Next, we conducted a searchlight analysis to reveal similarity structures in locally constrained fMRI activity patterns. For each voxel v in the brain, we extracted fMRI patterns in its local vicinity (a 4-voxel radius) and calculated condition-wise dissimilarity (1 − Pearson’s R), resulting in an 80 × 80 fMRI representational dissimilarity matrix (fMRI RDM). Repeating this analysis voxelwise across the whole brain yielded 40122 RDMs.

Representational Similarity Analysis and MEG–fMRI Searchlight/ROI Fusion

To relate neuronal temporal dynamics with their spatial loci, we used representational similarity analysis (Kriegeskorte et al., 2008; Kriegeskorte and Kievit, 2013; Cichy et al., 2014, 2016b) to link MEG and fMRI signal patterns. The basic idea is that if two sounds are similarly represented in MEG patterns, they should also be similarly represented in fMRI patterns. Our overall approach was to index pairwise (dis)similarity between sounds via SVM decoding accuracy for MEG (Guggenmos et al. 2018); Pearson correlation distance for fMRI (Kriegeskorte and Kievit 2013; Cichy and Oliva 2020); euclidean distance for acoustic models (Ogg et al., 2020; Sainburg et al., 2020); assigned binary membership for categorical selectivity; and between-minus-within item averages for subcategories. Correspondence between fMRI, MEG, or model representational dissimilarity matrices (RDMs) is then assessed by Spearman rank-order correlation:

ρSpear=rR(X),R(Y) (2)

where ρ is the Spearman correlation, r is the Pearson correlation coefficient, and R(X) and R(Y) are the respective rank-transformed values in the RDMs being compared. In representational (dis)similarity space, MEG and fMRI patterns thus become directly comparable; correlating them yields a spatiotemporally resolved map of neural representations, depictable as a series of spatial maps over time or, equivalently, a series of time courses over anatomical regions (see Fig. 1A for illustration).

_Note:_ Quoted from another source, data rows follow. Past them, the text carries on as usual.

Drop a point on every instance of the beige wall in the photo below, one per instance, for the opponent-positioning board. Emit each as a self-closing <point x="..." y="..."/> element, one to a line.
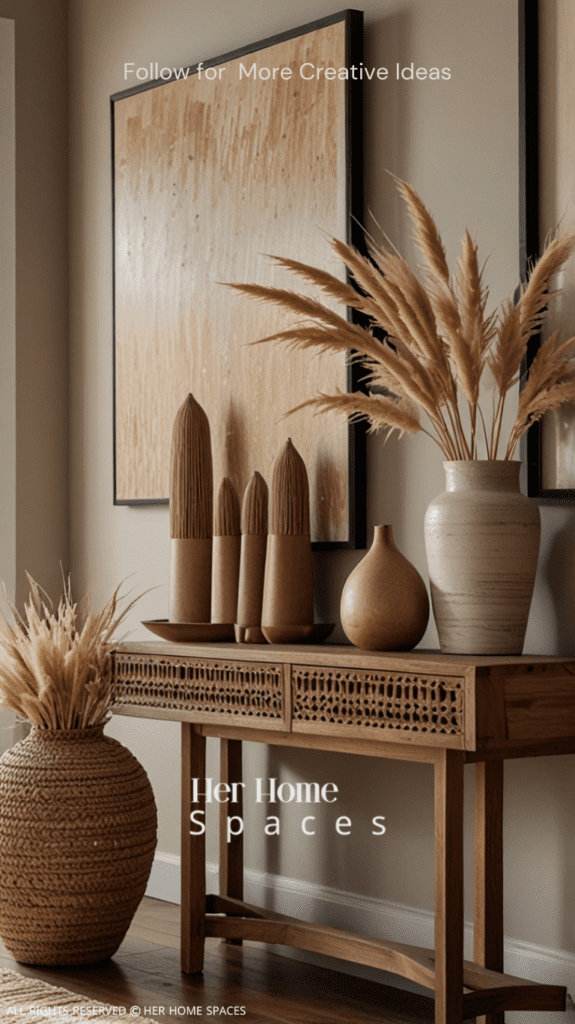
<point x="34" y="488"/>
<point x="39" y="488"/>
<point x="457" y="142"/>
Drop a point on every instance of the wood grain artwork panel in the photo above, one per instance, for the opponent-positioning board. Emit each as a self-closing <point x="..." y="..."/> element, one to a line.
<point x="210" y="175"/>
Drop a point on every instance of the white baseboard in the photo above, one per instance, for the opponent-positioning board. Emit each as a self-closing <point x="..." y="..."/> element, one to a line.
<point x="380" y="919"/>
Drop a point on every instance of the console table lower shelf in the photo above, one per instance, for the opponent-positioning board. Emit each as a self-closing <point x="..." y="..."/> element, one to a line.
<point x="419" y="708"/>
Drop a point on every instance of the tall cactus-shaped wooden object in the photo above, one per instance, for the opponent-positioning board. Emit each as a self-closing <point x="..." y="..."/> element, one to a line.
<point x="252" y="561"/>
<point x="225" y="571"/>
<point x="289" y="578"/>
<point x="190" y="515"/>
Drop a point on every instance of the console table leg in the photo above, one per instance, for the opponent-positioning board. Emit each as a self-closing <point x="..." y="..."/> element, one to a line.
<point x="488" y="929"/>
<point x="231" y="854"/>
<point x="193" y="854"/>
<point x="448" y="887"/>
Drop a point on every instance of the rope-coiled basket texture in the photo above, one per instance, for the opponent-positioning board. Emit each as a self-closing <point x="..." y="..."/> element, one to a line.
<point x="78" y="832"/>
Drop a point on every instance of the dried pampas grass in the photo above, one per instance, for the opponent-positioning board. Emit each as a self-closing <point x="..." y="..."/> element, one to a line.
<point x="55" y="668"/>
<point x="440" y="338"/>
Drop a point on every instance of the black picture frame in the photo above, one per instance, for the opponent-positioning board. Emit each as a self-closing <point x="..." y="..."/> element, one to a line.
<point x="353" y="22"/>
<point x="529" y="121"/>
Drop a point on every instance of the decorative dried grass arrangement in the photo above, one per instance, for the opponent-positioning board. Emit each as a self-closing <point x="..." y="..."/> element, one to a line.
<point x="55" y="669"/>
<point x="440" y="339"/>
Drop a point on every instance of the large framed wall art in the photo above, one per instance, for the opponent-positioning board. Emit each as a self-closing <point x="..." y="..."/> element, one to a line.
<point x="547" y="178"/>
<point x="215" y="166"/>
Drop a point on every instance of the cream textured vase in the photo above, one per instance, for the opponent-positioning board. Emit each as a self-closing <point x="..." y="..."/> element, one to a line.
<point x="385" y="604"/>
<point x="482" y="540"/>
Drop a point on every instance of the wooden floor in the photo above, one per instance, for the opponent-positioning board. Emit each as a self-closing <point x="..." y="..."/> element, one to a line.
<point x="266" y="988"/>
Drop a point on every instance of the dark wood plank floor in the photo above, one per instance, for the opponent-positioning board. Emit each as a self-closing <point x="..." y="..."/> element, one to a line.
<point x="266" y="988"/>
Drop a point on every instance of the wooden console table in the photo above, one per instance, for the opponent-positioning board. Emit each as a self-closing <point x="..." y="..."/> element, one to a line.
<point x="425" y="707"/>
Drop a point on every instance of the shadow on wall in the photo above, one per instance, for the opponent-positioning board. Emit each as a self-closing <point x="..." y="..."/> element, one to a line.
<point x="558" y="570"/>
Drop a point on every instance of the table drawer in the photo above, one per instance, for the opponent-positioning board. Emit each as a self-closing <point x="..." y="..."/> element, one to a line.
<point x="391" y="706"/>
<point x="202" y="690"/>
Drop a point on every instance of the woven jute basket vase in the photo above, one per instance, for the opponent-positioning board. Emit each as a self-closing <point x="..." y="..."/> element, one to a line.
<point x="78" y="832"/>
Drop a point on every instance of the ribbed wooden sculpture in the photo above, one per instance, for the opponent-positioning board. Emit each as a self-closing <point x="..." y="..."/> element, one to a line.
<point x="289" y="577"/>
<point x="252" y="561"/>
<point x="77" y="841"/>
<point x="190" y="515"/>
<point x="225" y="571"/>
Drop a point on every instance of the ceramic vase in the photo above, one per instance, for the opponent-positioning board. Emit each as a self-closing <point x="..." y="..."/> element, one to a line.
<point x="385" y="604"/>
<point x="78" y="829"/>
<point x="482" y="540"/>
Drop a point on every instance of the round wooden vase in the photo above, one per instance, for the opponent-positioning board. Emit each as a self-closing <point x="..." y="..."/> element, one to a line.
<point x="385" y="603"/>
<point x="78" y="828"/>
<point x="482" y="540"/>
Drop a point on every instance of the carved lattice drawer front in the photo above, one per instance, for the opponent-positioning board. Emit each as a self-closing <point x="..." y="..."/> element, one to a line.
<point x="390" y="706"/>
<point x="211" y="689"/>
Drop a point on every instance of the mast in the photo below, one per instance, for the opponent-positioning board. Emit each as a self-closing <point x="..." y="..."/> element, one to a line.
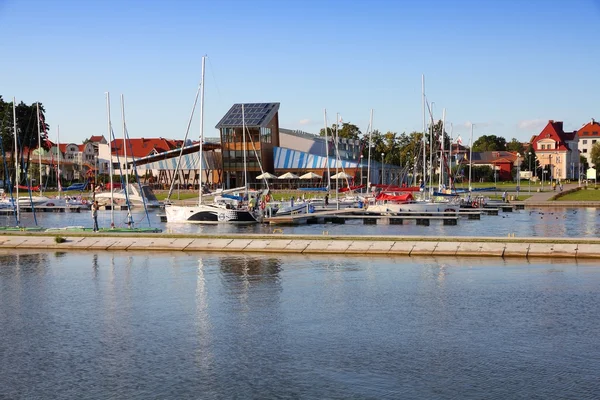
<point x="424" y="129"/>
<point x="369" y="160"/>
<point x="337" y="154"/>
<point x="327" y="150"/>
<point x="16" y="161"/>
<point x="244" y="152"/>
<point x="58" y="159"/>
<point x="39" y="147"/>
<point x="201" y="155"/>
<point x="125" y="152"/>
<point x="470" y="157"/>
<point x="110" y="171"/>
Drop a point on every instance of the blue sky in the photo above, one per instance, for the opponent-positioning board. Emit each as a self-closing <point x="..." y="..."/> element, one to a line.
<point x="508" y="66"/>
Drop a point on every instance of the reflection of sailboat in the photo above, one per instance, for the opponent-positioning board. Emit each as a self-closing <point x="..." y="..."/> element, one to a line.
<point x="217" y="212"/>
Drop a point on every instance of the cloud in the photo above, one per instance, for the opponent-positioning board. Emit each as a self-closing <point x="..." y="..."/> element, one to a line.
<point x="532" y="124"/>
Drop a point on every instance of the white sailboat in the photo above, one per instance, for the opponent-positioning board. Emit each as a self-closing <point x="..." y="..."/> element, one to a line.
<point x="223" y="210"/>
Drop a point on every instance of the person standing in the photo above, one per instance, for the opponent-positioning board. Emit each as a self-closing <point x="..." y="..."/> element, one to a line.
<point x="95" y="215"/>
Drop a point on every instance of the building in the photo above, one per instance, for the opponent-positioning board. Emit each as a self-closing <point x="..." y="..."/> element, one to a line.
<point x="278" y="150"/>
<point x="587" y="137"/>
<point x="558" y="151"/>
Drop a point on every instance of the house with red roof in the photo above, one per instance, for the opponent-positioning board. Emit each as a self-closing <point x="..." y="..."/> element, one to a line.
<point x="587" y="137"/>
<point x="557" y="149"/>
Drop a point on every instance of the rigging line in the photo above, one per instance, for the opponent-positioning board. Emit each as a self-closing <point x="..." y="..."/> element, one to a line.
<point x="137" y="178"/>
<point x="187" y="131"/>
<point x="212" y="71"/>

To compute whole-brain MEG-fMRI fusion maps, for each time-specific group-averaged MEG RDM, we calculated the similarity (Spearman’s ρ) to each subject-specific fMRI searchlight’s fMRI RDM, yielding a 3-D map of MEG–fMRI fusion correlations. Repeating this procedure across the whole brain for each millisecond yielded a MEG–fMRI correspondence “movie” indexing spatiotemporal neural dynamics of cortical auditory responses (see Movie S1).

To compute MEG-fMRI fusion time courses for ROIs, we extracted voxel responses within each ROI and computed the condition-specific pairwise Pearson distances to create a single fMRI ROI RDM per subject. Next, we averaged ROI RDMs over subjects and then computed Spearman’s ρ correlations between each group-averaged ROI RDM and subject-specific whole-brain MEG RDMs over time to yield fMRI-MEG fusion time courses for each ROI per subject. Final time courses were computed by averaging across subjects.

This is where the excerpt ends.